Scientific Colloquium 
      January 21, 2015, 3:30 p.m., Building 3 Auditorium
        
      
    
             JOHN SPENCER
                 SOUTHWEST RESEARCH INSTITUTE,
          BOULDER
        
    
"Saturn's Icy Satellites"
    
    
    
    In its ten years in Saturn
        orbit, NASA's Cassini mission has fleshed out our previous
        rudimentary knowledge of Saturn’s satellites to provide a
        comprehensive picture of these remarkably diverse worlds. This
        talk will focus on what we have learned about the so-called
        “icy" moons (i.e. excluding the giant moon Titan).
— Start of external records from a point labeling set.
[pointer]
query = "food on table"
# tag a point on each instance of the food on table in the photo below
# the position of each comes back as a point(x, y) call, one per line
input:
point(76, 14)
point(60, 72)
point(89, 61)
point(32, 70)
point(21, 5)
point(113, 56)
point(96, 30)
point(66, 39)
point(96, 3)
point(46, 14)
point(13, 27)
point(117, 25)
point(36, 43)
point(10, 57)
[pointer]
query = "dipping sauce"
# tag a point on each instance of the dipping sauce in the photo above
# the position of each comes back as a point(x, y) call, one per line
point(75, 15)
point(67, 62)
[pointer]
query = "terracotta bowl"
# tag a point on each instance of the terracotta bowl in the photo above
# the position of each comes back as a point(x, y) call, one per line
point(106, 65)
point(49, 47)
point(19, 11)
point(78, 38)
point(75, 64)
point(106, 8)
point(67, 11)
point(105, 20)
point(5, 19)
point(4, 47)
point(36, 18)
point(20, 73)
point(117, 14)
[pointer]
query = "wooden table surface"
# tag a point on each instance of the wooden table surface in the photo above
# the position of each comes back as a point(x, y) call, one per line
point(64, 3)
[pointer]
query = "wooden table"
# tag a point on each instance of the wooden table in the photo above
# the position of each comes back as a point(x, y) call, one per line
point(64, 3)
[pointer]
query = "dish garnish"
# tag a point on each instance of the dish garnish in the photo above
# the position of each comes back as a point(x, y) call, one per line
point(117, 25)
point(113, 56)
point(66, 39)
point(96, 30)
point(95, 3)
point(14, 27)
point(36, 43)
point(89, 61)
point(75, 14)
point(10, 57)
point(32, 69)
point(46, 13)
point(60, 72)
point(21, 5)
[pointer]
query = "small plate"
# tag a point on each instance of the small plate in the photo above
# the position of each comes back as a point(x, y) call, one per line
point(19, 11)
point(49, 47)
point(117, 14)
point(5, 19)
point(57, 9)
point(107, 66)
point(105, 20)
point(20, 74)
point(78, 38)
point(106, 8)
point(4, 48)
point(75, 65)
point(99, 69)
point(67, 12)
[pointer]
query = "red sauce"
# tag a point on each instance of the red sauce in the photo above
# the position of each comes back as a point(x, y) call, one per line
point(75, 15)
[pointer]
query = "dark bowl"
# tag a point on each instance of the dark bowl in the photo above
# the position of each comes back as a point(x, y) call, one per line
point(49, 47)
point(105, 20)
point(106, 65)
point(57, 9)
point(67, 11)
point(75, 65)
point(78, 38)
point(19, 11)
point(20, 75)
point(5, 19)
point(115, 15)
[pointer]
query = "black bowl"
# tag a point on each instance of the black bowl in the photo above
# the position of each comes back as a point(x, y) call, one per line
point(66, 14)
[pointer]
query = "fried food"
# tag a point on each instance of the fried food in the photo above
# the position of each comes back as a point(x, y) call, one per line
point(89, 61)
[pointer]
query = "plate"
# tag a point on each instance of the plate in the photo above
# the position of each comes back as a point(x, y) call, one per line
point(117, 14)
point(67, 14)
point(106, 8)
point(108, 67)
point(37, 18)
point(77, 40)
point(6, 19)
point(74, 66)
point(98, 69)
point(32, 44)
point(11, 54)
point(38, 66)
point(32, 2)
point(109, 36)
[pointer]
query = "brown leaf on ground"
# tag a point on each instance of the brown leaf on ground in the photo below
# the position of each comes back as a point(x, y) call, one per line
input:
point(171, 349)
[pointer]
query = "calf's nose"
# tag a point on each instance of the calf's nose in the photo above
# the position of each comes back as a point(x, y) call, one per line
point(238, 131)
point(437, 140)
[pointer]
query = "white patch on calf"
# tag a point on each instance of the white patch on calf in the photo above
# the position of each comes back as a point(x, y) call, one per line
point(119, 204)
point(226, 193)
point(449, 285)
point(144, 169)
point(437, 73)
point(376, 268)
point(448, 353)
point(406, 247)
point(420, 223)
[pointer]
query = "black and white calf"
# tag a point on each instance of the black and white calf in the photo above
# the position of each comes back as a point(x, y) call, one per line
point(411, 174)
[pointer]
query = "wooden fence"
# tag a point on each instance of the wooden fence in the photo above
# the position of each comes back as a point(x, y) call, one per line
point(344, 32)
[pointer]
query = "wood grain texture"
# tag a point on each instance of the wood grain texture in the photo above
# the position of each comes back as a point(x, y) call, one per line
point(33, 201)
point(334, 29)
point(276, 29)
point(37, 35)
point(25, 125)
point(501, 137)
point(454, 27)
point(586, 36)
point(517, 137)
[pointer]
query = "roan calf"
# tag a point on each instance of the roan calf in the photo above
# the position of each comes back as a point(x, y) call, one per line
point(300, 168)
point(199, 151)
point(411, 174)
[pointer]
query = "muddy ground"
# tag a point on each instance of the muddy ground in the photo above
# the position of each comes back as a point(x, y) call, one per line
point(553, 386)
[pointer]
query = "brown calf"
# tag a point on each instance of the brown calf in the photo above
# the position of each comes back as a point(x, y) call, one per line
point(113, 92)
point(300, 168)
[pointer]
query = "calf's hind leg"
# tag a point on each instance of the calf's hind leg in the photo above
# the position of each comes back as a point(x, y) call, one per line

I’ll discuss
        many of the mysteries that Cassini has helped us to unravel,
        including the two-faced nature of Iapetus, which is black on one
        side and white on the other side; the geysers of ice and water
        vapor spewing from the south pole of Enceladus; and the
        surprises that lurk just millimeters below the apparently-bland
        surface of Mimas.
        
        About the Speaker:
        
        John Spencer is an Institute Scientist at the Southwest Research
        Institute in Boulder, Colorado. He’s a science team member with
        Goddard’s Composite Infrared Spectrometer (CIRS) instrument on
        the Cassini mission, and is also a member of the New Horizons
        Pluto mission science team. He obtained his PhD in Planetary
        Sciences from the University of Arizona in 1987.